The board's ruling, coming a year after the crash near Buffalo, New York, is stark in its simplicity.

NTSB members say the accident laid bare a complex myriad of safety problems at the nation's regional airlines and some that extend to major carriers. Among the problems:

– Airlines that do not adequately train pilots to handle stalls.

– Pilots who engage in unnecessary conversations during takeoffs and landings.

– Record-keeping systems that allow pilots to conceal failed tests.

– Pilot fatigue.

The safety board issued more than 20 recommendations at the conclusion of the hearing.

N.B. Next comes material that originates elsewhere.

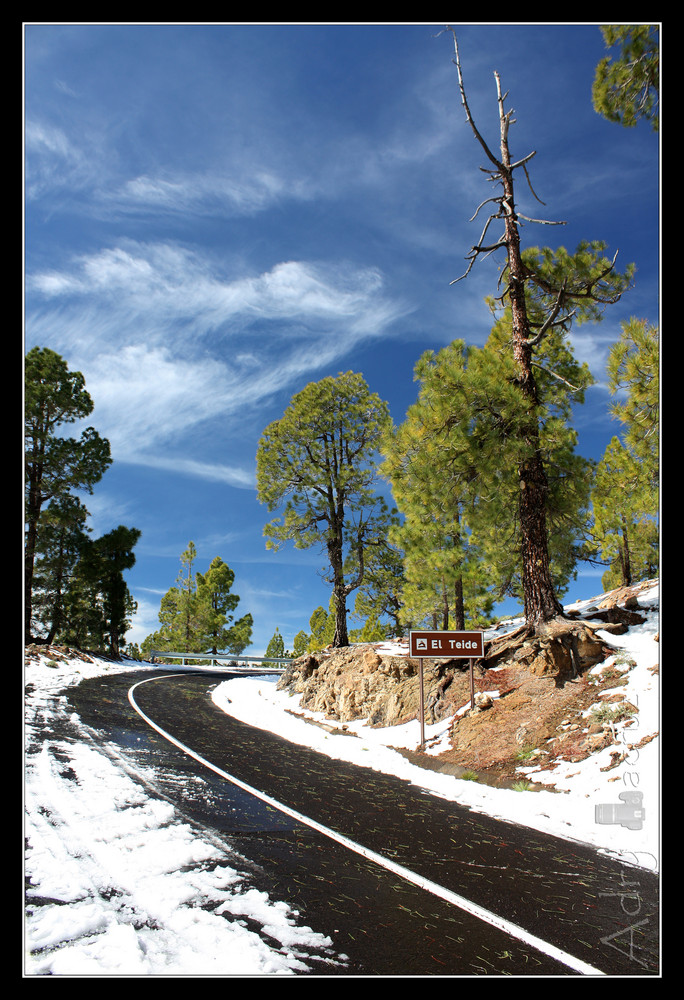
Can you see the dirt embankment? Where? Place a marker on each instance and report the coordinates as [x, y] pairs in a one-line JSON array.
[[530, 691]]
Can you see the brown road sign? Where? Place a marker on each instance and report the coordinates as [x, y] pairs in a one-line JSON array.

"The tragedy in this report is that what we uncovered in this investigation, we already knew," NTSB Chairman Deborah Hersman said.

"If there's one thing that we take away from this action, it's that history repeats itself," she said.

Anonymous ID: 91dbc5 March 28, 2018, 9:10 p.m. No.827691   🗄️.is 🔗kun

>>827605

The accident plane, a Bombardier Dash 8-Q400, was owned by Colgan Air Inc., but it was doing business as a Continental Connection flight when it crashed February 12, 2009, in Clarence Center, New York, about five miles short of its destination, Buffalo-Niagara International Airport.

The safety board said neither the pilot, Capt. Marvin Renslow, nor the first officer, Rebecca Shaw, recognized that the plane was slowing down too quickly, nor did they react properly when the "stick shaker" – a vibrating column that indicates the plane is entering a stall – activated.